In linear measurement with noise, we denote the measurement as
$$y = Ax+v$$
where $x$ is the measure we want to estimate, $y$ is the measurement, $A$ characterizes some sensor, and $v$ is sensor noise. We assume that
$$x \sim \mathcal{N}(\bar{x}, \Sigma_x), v \sim \mathcal{N}(\bar{v}, \Sigma_v)$$
and that $x$ and $v$ are independent.
Then in the proof, it takes $x$ and $v$ and does the following:
$$\begin{bmatrix} x \\v \end{bmatrix} \sim \mathcal{N} \Big( \begin{bmatrix} \bar{x} \\ \bar{v} \end{bmatrix}, \begin{bmatrix} \Sigma_x, 0 \\ 0, \Sigma_v \end{bmatrix} \Big)$$
How do we know that combining the two in such a way results in a normal distribution? What exactly is this operation? Any link to a proof would be appreciated.
Best Answer
Here is a general idea: We can use the independence between $x$ and $v$ and write $p(x,v)=p(x)p(v)$. We know both $x$ and $v$ are multivariate normal, hence, we can write:
$p(x)p(v) = \dfrac{1}{\sqrt{(2\pi)^n|\Sigma_x|}}e^{-1/2(x-\bar{x})'\Sigma_x^{-1}(x-\bar{x})} \dfrac{1}{\sqrt{(2\pi)^n|\Sigma_v|}}e^{-1/2(v-\bar{v})'\Sigma_v^{-1}(v-\bar{v})}$
After simplifying the above equation, we can write:
$= \dfrac{1}{\sqrt{(2\pi)^{2n}|\Sigma_x||\Sigma_v|}}e^{-1/2(u-\bar{u})'\begin{bmatrix}\Sigma_x^{-1} & 0\\ 0 & \Sigma_v^{-1} \end{bmatrix}(u-\bar{u})}$, where $u = [x,v]$ and $\bar{u} = [\bar{x}, \bar{v}]$.
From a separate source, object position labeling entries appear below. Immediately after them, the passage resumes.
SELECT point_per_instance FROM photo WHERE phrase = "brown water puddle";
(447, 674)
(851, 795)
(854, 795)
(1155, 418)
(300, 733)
Note that now we can define $\Sigma_u = \begin{bmatrix}\Sigma_x & 0\\ 0 & \Sigma_v \end{bmatrix}$, i.e., a $\textit{Block Diagonal}$ matrix. Hence, its determinant and inverse is exactly appeared in the above equation. Hence, $p(x,y)=p(u)$ is Gaussian $N(\bar{u}, \Sigma_u)$.